GENDER EQUALITY IN THE PROFESSIONAL ARENA has come a long way in the 21st century. But while great strides have been made over the last two decades, women still face unique challenges as they look to establish themselves professionally and advance their careers.
According to the U.S. Census Bureau, women still earn roughly 80 percent of what men are paid in the same positions. Professional women often must walk the thin line between being too nice or too aggressive, a pressure not often faced by men. Assertiveness is an art for both genders, and women can take steps to be more assertive without giving the impression they’re ruffling feathers.
- Be confident in your speech. It is easy to fall into “weaker language” habits when advocating for an idea. If unsure about the reaction to a proposal, you might say, “I think this is a good idea” or “I believe this will impart change.” More assertive language is to simply stand behind the point: “This is a good idea.” Confidence can go a long way.
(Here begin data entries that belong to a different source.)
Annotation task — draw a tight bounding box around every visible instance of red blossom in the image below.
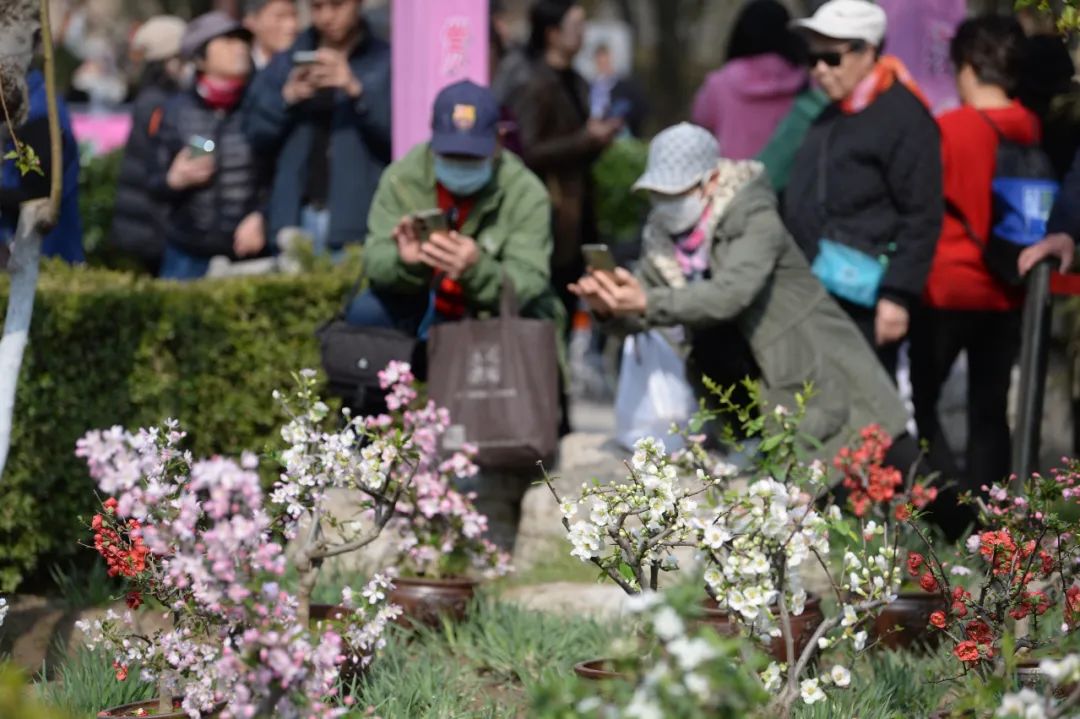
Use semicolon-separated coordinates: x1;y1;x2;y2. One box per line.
1065;586;1080;628
953;641;978;663
907;552;924;576
964;620;994;645
112;662;127;681
912;483;937;510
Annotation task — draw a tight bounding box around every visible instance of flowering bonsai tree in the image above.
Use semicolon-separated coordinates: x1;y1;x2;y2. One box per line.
994;654;1080;719
694;385;901;717
366;362;510;579
544;437;728;595
907;460;1080;678
529;583;768;719
548;383;901;716
271;362;509;618
78;422;396;718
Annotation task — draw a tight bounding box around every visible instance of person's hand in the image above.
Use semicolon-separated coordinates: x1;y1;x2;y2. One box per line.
165;147;214;191
420;230;480;280
311;48;364;99
281;65;318;105
232;212;267;257
874;299;910;347
567;274;612;317
394;217;421;264
585;118;622;147
1016;232;1077;277
569;267;648;316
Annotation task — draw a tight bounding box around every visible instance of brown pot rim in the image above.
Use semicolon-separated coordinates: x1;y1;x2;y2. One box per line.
97;698;188;719
390;576;480;589
573;659;630;680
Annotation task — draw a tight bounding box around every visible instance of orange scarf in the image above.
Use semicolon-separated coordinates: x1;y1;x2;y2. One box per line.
840;55;930;114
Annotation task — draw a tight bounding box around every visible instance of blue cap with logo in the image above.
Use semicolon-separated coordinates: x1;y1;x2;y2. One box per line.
431;80;499;158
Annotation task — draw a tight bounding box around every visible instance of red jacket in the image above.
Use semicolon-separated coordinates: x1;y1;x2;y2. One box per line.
922;101;1041;311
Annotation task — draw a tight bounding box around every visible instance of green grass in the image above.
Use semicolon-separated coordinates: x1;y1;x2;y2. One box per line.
37;648;157;719
49;555;124;610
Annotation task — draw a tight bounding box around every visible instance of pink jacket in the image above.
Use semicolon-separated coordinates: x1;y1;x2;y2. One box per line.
692;54;807;160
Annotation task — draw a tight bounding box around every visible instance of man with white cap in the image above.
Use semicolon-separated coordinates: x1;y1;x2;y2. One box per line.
784;0;944;375
109;15;187;274
571;123;918;457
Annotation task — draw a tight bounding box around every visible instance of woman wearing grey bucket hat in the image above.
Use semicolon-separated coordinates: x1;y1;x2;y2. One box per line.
571;123;918;457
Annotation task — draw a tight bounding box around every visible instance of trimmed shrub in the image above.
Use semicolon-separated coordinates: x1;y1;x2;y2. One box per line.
0;261;359;592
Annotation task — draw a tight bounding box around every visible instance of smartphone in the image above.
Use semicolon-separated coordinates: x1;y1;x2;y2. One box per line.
604;97;634;120
293;50;319;65
188;135;216;158
581;245;618;272
413;207;450;242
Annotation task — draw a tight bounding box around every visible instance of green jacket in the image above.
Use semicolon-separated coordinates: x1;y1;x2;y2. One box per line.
364;143;565;322
757;87;831;194
630;173;907;457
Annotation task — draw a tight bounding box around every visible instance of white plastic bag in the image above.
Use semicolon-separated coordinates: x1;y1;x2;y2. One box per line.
615;329;698;451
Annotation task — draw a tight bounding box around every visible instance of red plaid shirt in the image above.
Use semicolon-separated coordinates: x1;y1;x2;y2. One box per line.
433;185;475;320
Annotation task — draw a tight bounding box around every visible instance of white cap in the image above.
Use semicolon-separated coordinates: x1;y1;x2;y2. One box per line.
792;0;888;46
131;15;188;63
634;122;720;194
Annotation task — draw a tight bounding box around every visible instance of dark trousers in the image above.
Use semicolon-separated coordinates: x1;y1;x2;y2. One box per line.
912;308;1021;491
833;297;900;382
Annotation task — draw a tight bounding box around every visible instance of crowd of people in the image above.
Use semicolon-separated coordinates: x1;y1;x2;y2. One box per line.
0;0;1080;548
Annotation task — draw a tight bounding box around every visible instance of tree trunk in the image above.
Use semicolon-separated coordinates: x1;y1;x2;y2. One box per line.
0;200;50;477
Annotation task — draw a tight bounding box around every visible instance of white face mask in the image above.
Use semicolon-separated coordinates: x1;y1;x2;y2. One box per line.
651;190;705;234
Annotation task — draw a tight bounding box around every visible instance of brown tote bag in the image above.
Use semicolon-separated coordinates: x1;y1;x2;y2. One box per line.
428;275;559;470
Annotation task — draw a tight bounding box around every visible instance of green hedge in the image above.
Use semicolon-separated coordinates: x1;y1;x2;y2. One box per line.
0;262;359;592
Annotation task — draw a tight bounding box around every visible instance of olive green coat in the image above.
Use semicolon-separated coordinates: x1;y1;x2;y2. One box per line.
613;174;907;456
364;143;566;325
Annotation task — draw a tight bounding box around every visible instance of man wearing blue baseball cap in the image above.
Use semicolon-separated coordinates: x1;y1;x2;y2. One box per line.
348;81;559;335
347;81;566;550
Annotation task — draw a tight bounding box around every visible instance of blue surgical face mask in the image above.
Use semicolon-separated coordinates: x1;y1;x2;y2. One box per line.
435;154;495;198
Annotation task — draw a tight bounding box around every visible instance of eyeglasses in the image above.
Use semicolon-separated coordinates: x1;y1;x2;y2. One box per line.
807;42;866;68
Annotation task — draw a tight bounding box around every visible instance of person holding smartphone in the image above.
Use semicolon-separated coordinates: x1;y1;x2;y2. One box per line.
148;12;266;280
245;0;390;254
347;81;561;334
346;81;565;548
570;123;918;461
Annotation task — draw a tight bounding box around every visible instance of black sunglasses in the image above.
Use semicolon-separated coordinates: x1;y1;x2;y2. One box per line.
807;41;866;67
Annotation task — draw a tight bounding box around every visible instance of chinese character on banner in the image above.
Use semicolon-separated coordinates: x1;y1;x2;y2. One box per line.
878;0;968;113
440;15;470;79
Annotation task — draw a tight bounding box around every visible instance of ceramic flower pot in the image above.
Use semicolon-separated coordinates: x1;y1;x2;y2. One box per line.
702;595;825;662
870;592;947;650
573;660;630;681
1016;660;1077;698
308;605;350;622
390;576;477;626
97;698;188;719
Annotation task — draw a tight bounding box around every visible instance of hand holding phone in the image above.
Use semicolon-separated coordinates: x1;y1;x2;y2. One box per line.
581;244;619;273
411;207;450;243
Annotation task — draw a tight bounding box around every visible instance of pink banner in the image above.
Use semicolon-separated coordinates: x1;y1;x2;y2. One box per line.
391;0;488;159
71;112;132;154
878;0;968;113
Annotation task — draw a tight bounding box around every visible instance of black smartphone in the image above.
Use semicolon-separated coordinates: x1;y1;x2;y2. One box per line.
581;244;618;272
413;207;450;242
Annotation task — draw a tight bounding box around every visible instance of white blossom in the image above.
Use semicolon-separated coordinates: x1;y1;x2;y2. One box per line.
828;664;851;687
799;678;825;704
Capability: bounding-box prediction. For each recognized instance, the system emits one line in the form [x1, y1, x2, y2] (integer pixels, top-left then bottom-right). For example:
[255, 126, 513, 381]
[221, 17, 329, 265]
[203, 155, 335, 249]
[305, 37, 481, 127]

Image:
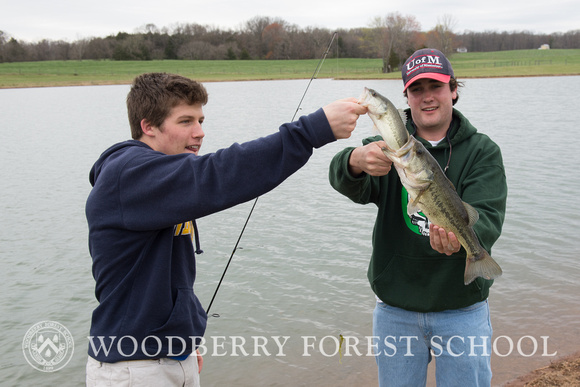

- Allow people to disagree. It is acceptable for others to disagree with you. This can lead to discussion and an opportunity to present evidence why something should be done in a certain way. It also enables you to point out the strong points in their argument. Listening to all ideas can sway people in your favor, even if they don’t necessarily agree with all you believe in.
- Be proactive and future-oriented. This is especially pertinent when asking for raises or promotions. Explain to a boss how you respect yourself and that your work merits the right compensation. Point out clearly defined future goals and successes you’ve had that warrant consideration for higher pay.
- Don’t fear conflict. Conflict doesn’t have to be confrontational, especially when respectable language is used and everyone is allowed to voice their opinions. Conflict can inspire great change. And remember, while you need to have solid relationships with coworkers, they do not have to be your best friends.